Sailors are shown hacking away at vast blocks of ice to stop their ships capsizing in a series of retouched photos that offer fresh insights into the horrifying hardship faced by those navigating the seas.

In one image, a crew in heavy coats are seen posing on the HMS Belfast, smiling in the cold as they huddle together for warmth.

While another astonishingly clear shot shows an Atlantic convoy from an RAF Short Sunderland flying boat in 1943.

The original black and white photographs were painstakingly colourised by Royston Leonard, 56, an electrician from Cardiff who wants to bring history to a new audience.

In one striking shot a sailor stands lookout on the deck in freezing conditions, surveying the bleak scene.






The masterfully retouched images also show the rough waters the ships faced as they navigated their way through the arctic and planes skilfully landing on icy runways.

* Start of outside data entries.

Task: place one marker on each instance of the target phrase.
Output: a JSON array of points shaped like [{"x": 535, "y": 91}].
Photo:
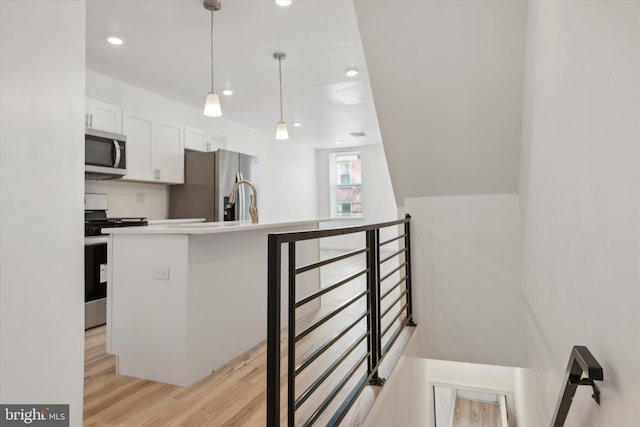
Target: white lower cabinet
[{"x": 155, "y": 149}]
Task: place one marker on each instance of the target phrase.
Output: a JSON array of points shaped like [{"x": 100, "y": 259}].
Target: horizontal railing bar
[
  {"x": 395, "y": 336},
  {"x": 391, "y": 289},
  {"x": 328, "y": 289},
  {"x": 286, "y": 237},
  {"x": 393, "y": 320},
  {"x": 318, "y": 352},
  {"x": 334, "y": 392},
  {"x": 386, "y": 242},
  {"x": 329, "y": 316},
  {"x": 318, "y": 382},
  {"x": 393, "y": 271},
  {"x": 402, "y": 294},
  {"x": 327, "y": 261},
  {"x": 395, "y": 254}
]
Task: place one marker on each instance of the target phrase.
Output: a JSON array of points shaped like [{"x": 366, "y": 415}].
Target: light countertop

“As time goes by I find I am doing more World War Two pictures and giving them a bit of colour helps the younger generation to connect and not just see them as something that happened long ago,” explained Mr Leonard.

“The pictures show that community is all that matters, not buildings or material things. Their message is that the more people try to destroy us, the more we will smile and carry on.”

The Arctic convoys of World War II were ocean-going convoys which sailed from the United Kingdom, Iceland, and North America to northern ports in the Soviet Union – primarily Arkhangelsk (Archangel) and Murmansk in Russia.






There were 78 convoys between August 1941 and May 1945, sailing via several seas of the Atlantic and Arctic oceans, with two gaps with no sailings between July and September 1942, and March and November 1943.

About 1,400 merchant ships delivered essential supplies to the Soviet Union under the Lend-Lease program, escorted by ships of the Royal Navy, Royal Canadian Navy, and the U.S. Navy.

Eighty-five merchant vessels and 16 Royal Navy warships (two cruisers, six destroyers, eight other escort ships) were lost.

Nazi Germany's Kriegsmarine lost a number of vessels including one battleship, three destroyers and at least 30 U-boats, and many aircraft.




The convoys demonstrated the Allies' commitment to helping the Soviet Union, prior to the opening of a second front, and tied up a substantial part of Germany's naval and air forces.

Mr Leonard added: “The message is already there for all to see in the pictures themselves but I do feel that colourisation helps the younger generation to understand that what happened was real.

“I love giving more life to the pictures and I think that colour improves the story that the photographs tell.”